A systematic search was conducted in Cochrane, Pubmed and Embase. Studies were included if POH after CPA tumor removal was reported and both surgical approaches were compared. The methodological quality of the studies was assessed using the Risk Of Bias In Non-randomized Studies of Interventions (ROBINS-I) tool.


In total, 3,942 unique articles were screened by title and abstract. After the initial screening process 63 articles were screened for relevance to the inquiry, of which seven studies were included. Three studies found no significant difference between both surgical approaches (p = 0.871, p = 0.120, p = 0.592). Three other studies found a lower rate of POH in the TL group compared to the RS group (p = 0.019, p < 0.001, p < 0.001). Another study showed a significantly lower POH rate in the TL group after one and six months (p = 0.006), but not after 1 year (p = 0.6).

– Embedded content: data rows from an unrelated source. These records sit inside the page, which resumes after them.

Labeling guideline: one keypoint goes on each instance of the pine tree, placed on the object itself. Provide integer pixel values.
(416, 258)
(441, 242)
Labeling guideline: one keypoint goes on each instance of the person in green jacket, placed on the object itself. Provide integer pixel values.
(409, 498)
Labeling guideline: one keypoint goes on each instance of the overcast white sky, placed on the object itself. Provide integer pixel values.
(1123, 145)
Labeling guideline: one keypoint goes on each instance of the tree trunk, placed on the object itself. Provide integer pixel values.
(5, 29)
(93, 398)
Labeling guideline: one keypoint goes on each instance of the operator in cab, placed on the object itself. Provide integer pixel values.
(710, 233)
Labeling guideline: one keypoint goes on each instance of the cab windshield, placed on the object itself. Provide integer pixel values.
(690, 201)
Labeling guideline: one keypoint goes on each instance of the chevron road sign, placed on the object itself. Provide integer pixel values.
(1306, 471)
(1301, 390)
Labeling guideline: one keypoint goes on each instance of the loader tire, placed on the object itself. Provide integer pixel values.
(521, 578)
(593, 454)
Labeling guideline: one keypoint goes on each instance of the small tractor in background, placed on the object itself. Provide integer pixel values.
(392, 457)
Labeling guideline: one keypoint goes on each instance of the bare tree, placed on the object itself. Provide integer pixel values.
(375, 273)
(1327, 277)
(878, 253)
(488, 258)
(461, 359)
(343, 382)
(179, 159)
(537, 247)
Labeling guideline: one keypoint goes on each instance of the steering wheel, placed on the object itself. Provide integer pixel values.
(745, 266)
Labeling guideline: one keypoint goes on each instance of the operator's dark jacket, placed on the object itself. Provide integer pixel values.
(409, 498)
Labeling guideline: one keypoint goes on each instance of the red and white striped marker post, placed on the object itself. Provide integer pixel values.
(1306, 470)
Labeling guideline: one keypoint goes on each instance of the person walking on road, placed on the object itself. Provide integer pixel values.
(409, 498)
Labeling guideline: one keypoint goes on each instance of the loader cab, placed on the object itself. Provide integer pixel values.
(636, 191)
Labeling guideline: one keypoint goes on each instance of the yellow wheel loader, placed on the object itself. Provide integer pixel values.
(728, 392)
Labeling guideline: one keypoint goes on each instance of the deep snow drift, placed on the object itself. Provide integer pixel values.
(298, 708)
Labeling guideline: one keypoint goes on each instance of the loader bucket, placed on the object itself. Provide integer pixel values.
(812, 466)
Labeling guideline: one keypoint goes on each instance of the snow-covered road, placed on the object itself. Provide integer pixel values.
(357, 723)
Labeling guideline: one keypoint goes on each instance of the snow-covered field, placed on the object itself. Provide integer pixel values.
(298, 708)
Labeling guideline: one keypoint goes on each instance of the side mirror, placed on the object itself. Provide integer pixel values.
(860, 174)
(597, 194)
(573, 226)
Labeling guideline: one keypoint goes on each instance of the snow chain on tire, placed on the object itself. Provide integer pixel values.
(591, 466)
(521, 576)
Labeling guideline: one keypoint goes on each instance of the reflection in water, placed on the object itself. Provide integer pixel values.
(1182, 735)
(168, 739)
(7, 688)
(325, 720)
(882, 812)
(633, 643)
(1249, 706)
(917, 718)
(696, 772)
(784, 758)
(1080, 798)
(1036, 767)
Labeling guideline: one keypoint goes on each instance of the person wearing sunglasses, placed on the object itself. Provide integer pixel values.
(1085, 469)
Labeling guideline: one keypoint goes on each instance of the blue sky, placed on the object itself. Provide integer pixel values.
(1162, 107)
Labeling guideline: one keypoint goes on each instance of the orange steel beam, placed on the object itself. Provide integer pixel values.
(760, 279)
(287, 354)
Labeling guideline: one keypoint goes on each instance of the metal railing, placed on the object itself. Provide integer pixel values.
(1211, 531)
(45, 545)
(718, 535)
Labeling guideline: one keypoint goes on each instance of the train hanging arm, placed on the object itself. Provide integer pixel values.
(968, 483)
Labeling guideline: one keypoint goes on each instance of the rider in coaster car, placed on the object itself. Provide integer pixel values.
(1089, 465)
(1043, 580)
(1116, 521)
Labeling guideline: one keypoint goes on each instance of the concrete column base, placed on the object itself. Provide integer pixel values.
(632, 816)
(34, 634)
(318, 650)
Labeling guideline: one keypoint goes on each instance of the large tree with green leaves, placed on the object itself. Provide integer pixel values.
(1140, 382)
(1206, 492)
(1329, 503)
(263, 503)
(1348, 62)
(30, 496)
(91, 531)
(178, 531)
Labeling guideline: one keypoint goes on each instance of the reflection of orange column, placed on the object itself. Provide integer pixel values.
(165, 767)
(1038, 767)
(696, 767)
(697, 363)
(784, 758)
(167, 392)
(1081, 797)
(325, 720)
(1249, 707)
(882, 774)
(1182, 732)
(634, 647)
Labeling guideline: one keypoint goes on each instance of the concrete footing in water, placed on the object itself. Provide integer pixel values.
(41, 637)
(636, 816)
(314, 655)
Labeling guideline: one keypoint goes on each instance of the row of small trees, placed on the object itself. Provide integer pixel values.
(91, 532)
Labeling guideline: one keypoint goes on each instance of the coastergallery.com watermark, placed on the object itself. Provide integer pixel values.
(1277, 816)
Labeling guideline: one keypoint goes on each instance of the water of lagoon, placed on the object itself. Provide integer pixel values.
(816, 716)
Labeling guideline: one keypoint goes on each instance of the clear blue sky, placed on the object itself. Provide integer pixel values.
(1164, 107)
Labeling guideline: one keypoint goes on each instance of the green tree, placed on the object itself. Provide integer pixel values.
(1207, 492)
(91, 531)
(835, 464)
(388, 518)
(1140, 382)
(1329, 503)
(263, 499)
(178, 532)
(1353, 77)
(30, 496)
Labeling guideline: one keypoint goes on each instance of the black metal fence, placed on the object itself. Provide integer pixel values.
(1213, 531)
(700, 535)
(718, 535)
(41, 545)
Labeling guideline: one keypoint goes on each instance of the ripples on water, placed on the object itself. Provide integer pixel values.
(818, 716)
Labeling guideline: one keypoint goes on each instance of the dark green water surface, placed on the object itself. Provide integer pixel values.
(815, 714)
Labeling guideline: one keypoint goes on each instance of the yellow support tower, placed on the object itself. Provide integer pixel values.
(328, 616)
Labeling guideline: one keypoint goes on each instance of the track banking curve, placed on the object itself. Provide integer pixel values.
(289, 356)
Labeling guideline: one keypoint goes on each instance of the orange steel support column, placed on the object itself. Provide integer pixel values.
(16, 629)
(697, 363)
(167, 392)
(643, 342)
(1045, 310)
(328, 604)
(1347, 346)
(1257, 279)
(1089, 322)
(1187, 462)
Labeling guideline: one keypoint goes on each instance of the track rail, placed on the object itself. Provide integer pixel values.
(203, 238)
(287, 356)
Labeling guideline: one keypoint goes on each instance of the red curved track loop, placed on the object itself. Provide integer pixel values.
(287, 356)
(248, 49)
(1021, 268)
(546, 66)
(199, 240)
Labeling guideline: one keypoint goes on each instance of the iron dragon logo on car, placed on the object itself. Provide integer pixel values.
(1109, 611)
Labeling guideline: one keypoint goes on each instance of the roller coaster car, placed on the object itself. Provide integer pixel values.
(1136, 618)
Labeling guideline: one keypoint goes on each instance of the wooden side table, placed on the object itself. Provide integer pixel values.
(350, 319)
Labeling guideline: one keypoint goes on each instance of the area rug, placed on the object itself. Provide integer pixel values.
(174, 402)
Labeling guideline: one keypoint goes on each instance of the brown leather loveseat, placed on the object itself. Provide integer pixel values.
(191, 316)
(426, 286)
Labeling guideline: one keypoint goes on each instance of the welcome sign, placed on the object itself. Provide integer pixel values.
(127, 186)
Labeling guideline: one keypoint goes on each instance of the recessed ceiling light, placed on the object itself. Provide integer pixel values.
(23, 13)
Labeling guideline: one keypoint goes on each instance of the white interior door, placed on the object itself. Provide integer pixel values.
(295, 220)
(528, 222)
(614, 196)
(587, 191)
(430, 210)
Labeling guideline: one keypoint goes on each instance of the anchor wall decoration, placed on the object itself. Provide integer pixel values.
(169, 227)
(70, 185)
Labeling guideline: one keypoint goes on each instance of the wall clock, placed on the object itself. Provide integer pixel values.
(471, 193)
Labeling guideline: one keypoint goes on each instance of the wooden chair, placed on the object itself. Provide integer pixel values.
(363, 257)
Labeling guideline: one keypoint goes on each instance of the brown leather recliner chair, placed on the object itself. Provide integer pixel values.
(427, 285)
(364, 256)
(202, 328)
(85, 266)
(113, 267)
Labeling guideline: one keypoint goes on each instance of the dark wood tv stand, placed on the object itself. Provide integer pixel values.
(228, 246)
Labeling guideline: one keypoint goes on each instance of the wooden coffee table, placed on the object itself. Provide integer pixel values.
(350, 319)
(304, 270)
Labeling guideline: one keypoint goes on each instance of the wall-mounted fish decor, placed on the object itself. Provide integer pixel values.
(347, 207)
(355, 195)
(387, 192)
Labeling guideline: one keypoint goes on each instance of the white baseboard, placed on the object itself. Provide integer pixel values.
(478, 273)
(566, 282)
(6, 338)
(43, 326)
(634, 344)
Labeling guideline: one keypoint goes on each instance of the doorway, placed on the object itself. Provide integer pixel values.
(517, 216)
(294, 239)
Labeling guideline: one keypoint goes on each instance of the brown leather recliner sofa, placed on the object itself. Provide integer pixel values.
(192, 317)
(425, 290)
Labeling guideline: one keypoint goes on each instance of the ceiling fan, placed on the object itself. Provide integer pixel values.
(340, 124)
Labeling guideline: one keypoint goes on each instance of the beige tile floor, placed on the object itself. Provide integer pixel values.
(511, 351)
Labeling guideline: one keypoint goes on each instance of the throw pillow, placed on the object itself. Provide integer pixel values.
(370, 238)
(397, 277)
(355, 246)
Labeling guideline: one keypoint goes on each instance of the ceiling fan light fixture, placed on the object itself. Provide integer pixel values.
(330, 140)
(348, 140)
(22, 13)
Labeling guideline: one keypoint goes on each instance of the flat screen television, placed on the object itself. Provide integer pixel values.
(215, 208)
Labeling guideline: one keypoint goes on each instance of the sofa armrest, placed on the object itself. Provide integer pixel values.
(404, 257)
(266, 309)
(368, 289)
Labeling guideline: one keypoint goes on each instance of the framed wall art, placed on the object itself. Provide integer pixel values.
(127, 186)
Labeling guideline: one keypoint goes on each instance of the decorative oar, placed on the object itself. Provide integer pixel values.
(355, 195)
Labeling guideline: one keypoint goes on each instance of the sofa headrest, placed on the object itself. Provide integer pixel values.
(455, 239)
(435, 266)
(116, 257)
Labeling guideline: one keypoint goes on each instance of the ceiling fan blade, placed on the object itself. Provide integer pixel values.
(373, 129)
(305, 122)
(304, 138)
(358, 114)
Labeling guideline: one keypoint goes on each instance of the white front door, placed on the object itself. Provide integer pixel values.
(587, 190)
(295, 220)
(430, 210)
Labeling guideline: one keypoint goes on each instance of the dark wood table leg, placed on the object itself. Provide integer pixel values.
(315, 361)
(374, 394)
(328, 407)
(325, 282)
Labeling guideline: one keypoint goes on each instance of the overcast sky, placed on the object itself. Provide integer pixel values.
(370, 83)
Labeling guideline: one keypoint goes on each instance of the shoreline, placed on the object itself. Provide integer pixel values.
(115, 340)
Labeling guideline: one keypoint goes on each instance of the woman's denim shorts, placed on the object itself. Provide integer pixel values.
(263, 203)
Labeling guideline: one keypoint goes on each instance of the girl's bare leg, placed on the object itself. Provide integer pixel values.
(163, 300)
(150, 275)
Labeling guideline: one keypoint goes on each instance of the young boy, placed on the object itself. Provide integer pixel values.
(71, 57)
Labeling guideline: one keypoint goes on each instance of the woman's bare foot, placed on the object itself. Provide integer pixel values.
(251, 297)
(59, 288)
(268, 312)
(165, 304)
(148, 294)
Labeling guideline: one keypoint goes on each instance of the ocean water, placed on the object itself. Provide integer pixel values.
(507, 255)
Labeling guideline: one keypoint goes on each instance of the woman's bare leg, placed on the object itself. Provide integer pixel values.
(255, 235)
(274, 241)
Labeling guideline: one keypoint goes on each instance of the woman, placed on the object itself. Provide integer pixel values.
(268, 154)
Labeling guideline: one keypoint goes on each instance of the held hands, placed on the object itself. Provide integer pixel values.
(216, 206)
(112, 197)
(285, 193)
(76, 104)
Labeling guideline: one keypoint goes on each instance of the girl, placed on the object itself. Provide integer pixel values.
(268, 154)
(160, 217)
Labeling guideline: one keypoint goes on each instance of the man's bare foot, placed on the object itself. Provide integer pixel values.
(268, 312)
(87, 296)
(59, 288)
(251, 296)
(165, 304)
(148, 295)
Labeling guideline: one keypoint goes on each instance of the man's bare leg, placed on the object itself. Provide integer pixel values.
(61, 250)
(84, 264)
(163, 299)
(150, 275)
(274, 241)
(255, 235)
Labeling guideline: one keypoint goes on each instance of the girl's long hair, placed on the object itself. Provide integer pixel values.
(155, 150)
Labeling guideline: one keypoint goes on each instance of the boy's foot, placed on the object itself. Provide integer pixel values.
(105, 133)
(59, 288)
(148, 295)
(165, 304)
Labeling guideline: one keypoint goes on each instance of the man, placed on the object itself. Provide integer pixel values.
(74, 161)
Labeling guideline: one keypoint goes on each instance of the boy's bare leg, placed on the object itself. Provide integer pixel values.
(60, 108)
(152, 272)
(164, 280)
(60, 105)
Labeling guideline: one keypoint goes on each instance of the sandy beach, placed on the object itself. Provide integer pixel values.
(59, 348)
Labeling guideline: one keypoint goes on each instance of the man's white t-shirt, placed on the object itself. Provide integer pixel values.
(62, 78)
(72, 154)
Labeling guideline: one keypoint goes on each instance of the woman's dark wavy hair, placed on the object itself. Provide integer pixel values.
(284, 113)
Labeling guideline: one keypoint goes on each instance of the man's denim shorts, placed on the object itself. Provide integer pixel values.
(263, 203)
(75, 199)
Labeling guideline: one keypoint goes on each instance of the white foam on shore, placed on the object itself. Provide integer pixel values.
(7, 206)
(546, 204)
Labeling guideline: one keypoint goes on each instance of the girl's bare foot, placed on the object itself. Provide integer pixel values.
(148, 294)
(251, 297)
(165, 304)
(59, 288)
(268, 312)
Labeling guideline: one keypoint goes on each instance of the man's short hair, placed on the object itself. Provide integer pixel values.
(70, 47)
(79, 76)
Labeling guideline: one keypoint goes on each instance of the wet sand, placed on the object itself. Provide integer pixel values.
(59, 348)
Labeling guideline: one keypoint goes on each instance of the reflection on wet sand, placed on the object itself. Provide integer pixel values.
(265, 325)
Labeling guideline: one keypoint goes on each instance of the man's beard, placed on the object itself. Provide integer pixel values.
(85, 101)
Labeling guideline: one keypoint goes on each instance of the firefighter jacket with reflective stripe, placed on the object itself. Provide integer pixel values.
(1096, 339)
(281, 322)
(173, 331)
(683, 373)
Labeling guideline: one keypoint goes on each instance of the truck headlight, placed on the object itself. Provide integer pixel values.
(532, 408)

The results of this systematic review show some evidence of a lower rate of POH in favor of the TL approach versus the RS approach for CPA tumor resection. Prospective research studies are needed to further investigate this finding.


Cerebellopontine angle (CPA) tumors account for around 10% of all intracranial neoplasms [1]. In approximately 98% of the cases, tumors of the CPA are either vestibular schwannomas (80 to 95%) or meningiomas (5 to 15%) [2, 3]. Despite their non-malignant nature, these tumors might induce severe comorbidity and a range of symptoms (i.e. instability and vestibular problems, cranial nerve neuropathy, intracranial hyperpressure, sensorineural hearing loss, tinnitus and headache). Treatment options of CPA tumors encompass observation (wait and scan), radiotherapy or a surgical approach.

The operative management of CPA tumors consists mainly of two different surgical approaches: the translabyrinthine (TL), and retrosigmoid (RS) approach [2, 4]. Both of these techniques are employed for any size of tumor, though only the RS approach can be used in cases of hearing preservation surgery. In the minority of cases a third technique, the middle cranial fossa (MF) approach, might be employed in cases of tumors limited to the internal auditory canal (IAC) (or with a minimal CPA extension), with serviceable hearing [5,6,7,8,9]. A disadvantage of the RS approach is that cerebellar retraction is often required to provide enough surgical exposure. Disadvantage of the TL approach is that it leads to total deafness. Despite the advantages and disadvantages of each approach, the main goal of surgical treatment, a (near-total) resection of the tumor with maximum preservation of facial nerve function, could be strived for with all three methods [2, 4, 9, 10].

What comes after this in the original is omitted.